So planen wir unseren Einkauf: Eine Analyse aus über 6.000 Städten
Einkaufslisten sind ehrlich. Sie entstehen morgens am Küchentisch, abends auf dem Sofa oder hektisch in der Mittagspause. Niemand schreibt auf, was gut klingt oder gesellschaftlich erwünscht ist. Die Einkaufsliste kennt keine Eitelkeit – sie kennt nur den leeren Kühlschrank, die Jagd nach einem guten Angebot, das bevorstehende Abendessen und den Wunsch nach dem einen Snack, der den Tag rettet.
Wir von kaufDA haben seit Mai des vergangenen Jahres die Angebots-Prospekte von Supermärkten, Discountern, Biomärkten und Getränkemärkten ausgewertet, um herauszufinden, was Millionen Deutsche auf ihre digitale Einkaufsliste setzen. Die Ergebnisse überraschen, bestätigen Vermutungen und werfen ein Licht auf regionale Eigenheiten, die so bisher niemand dokumentiert hat. Energy Drinks haben Cola überholt. Avocados dominieren das Obstregal. Und Flensburg nascht am liebsten.
Diese Analyse zeigt, was Deutschland wirklich isst, trinkt und kauft – sortiert nach Beliebtheit, Saison und Region.
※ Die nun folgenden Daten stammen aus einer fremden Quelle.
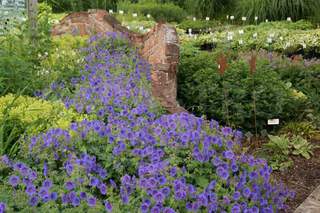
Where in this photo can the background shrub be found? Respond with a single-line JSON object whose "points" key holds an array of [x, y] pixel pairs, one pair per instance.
{"points": [[277, 9], [160, 12], [199, 25]]}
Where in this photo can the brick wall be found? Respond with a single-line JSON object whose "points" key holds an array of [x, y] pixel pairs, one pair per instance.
{"points": [[160, 47]]}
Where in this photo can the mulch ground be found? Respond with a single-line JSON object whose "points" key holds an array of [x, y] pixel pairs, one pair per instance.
{"points": [[303, 177]]}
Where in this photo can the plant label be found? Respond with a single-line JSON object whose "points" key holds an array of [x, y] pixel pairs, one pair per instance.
{"points": [[274, 121]]}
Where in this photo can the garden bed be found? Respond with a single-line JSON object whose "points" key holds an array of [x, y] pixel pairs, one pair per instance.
{"points": [[303, 178]]}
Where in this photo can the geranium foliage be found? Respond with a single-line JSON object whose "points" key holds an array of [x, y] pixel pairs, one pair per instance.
{"points": [[133, 158]]}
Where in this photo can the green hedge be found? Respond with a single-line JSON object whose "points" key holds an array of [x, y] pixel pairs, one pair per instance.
{"points": [[229, 98]]}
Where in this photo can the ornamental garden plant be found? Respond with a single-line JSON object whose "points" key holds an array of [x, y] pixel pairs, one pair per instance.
{"points": [[133, 158], [81, 132]]}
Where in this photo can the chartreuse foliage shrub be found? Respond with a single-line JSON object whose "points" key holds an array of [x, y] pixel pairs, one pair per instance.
{"points": [[133, 159], [160, 12], [26, 115], [60, 66], [204, 91], [277, 9], [279, 149], [80, 5]]}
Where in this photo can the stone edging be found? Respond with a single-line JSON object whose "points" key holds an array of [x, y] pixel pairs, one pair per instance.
{"points": [[160, 47]]}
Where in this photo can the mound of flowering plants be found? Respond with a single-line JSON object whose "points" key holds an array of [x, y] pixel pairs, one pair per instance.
{"points": [[133, 158]]}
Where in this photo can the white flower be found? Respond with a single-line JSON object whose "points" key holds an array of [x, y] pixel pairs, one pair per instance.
{"points": [[288, 44]]}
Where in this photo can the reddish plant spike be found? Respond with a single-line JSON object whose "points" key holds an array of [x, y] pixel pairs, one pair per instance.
{"points": [[296, 58], [253, 64], [223, 65]]}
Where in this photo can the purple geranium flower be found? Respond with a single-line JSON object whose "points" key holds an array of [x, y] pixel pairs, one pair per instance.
{"points": [[14, 180], [91, 201]]}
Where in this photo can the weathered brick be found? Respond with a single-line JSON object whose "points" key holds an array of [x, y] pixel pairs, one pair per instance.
{"points": [[160, 46]]}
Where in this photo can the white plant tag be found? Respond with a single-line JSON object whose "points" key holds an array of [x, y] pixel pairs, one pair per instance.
{"points": [[274, 121]]}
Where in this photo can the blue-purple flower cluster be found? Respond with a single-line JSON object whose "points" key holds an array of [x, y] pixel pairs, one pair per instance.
{"points": [[135, 159]]}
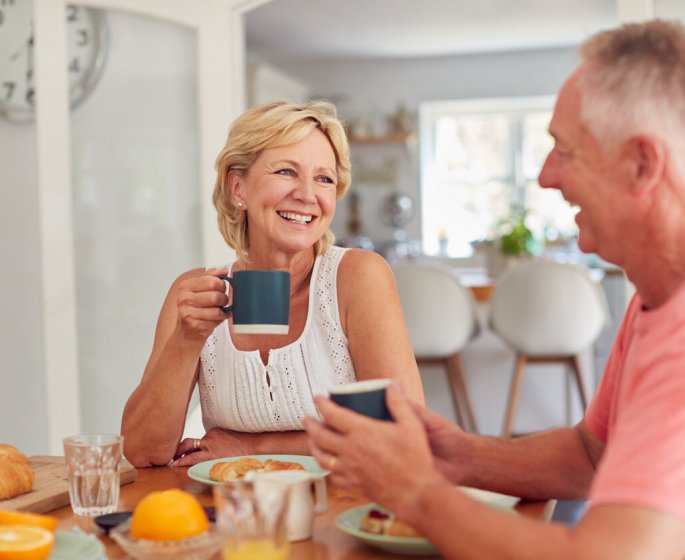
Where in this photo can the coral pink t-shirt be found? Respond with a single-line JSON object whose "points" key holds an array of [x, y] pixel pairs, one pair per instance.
{"points": [[639, 411]]}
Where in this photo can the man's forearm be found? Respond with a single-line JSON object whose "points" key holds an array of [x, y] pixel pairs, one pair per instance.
{"points": [[552, 464]]}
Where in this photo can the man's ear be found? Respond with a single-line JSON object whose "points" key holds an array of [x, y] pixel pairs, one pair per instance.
{"points": [[646, 155]]}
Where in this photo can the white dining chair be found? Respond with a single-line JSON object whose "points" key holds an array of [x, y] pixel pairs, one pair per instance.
{"points": [[440, 316], [546, 312]]}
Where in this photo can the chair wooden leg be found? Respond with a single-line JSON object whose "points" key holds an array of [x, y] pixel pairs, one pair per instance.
{"points": [[514, 394], [460, 390], [580, 379]]}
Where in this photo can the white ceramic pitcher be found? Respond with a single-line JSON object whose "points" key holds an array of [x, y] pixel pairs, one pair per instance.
{"points": [[303, 504]]}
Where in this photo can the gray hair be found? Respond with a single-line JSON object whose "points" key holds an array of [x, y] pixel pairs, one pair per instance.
{"points": [[635, 84]]}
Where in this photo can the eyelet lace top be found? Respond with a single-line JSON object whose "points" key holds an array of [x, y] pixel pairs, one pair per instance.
{"points": [[234, 391]]}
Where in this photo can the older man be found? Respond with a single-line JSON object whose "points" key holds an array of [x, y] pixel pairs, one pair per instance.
{"points": [[619, 155]]}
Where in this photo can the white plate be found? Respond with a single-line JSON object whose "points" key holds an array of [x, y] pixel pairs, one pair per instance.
{"points": [[76, 545], [348, 522], [200, 472]]}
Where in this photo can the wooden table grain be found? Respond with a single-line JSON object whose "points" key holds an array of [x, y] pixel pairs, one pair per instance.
{"points": [[327, 542]]}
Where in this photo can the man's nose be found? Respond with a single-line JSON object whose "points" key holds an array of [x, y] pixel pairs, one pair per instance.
{"points": [[548, 178]]}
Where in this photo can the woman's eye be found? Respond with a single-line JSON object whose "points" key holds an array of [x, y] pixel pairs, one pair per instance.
{"points": [[327, 180]]}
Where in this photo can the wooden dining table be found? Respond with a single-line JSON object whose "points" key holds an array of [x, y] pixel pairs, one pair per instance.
{"points": [[327, 542]]}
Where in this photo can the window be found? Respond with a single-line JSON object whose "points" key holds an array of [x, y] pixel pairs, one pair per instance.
{"points": [[480, 159]]}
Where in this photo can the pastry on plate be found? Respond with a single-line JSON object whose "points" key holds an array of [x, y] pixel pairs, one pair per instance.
{"points": [[379, 522], [16, 475], [225, 471]]}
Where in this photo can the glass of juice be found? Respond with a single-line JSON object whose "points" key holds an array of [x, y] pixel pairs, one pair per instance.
{"points": [[251, 519]]}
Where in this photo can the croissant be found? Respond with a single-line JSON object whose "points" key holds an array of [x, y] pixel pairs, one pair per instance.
{"points": [[233, 470], [16, 475]]}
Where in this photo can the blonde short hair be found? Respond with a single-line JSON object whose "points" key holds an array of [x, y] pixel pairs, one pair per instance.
{"points": [[266, 126]]}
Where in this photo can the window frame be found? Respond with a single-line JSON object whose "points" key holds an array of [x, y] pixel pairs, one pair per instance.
{"points": [[515, 108]]}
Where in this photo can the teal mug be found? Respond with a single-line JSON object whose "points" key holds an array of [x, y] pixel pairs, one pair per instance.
{"points": [[261, 301], [365, 397]]}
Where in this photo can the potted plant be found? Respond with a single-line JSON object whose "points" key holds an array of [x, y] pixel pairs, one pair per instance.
{"points": [[512, 241], [514, 237]]}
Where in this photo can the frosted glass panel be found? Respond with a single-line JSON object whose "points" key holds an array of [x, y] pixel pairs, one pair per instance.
{"points": [[136, 203], [669, 9], [22, 376]]}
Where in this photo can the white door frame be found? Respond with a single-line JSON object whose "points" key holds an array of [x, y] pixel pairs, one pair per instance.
{"points": [[221, 97]]}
Die wichtigsten Erkenntnisse auf einen Blick:
- Energy Drinks und Coca-Cola sind mit Abstand die meistnotierten Produkte.
- Die Avocado ist das beliebteste Frischeprodukt und liegt gleichauf mit Butter.
- Im Osten Deutschlands führt Energy Drink die Listen an, im Westen bleibt Cola auf Platz eins.
- Schleswig-Holstein ist das einzige Bundesland, in dem Süßigkeiten unter den Top 5 landen.
- 4 von 5 Wassermelonen, Kirschen oder Nektarinen werden zwischen Juni und August auf die Liste gesetzt.
Inhaltsübersicht
- Die Top 50 Produkte: Energy Drink und Cola auf dem Thron
- Wenn die Jahreszeit den Einkauf bestimmt: Ein Blick auf saisonale Trends
- Von Flensburg bis München: So unterschiedlich kauft Deutschland
- Produkt-Duelle: Wer gewinnt den direkten Vergleich?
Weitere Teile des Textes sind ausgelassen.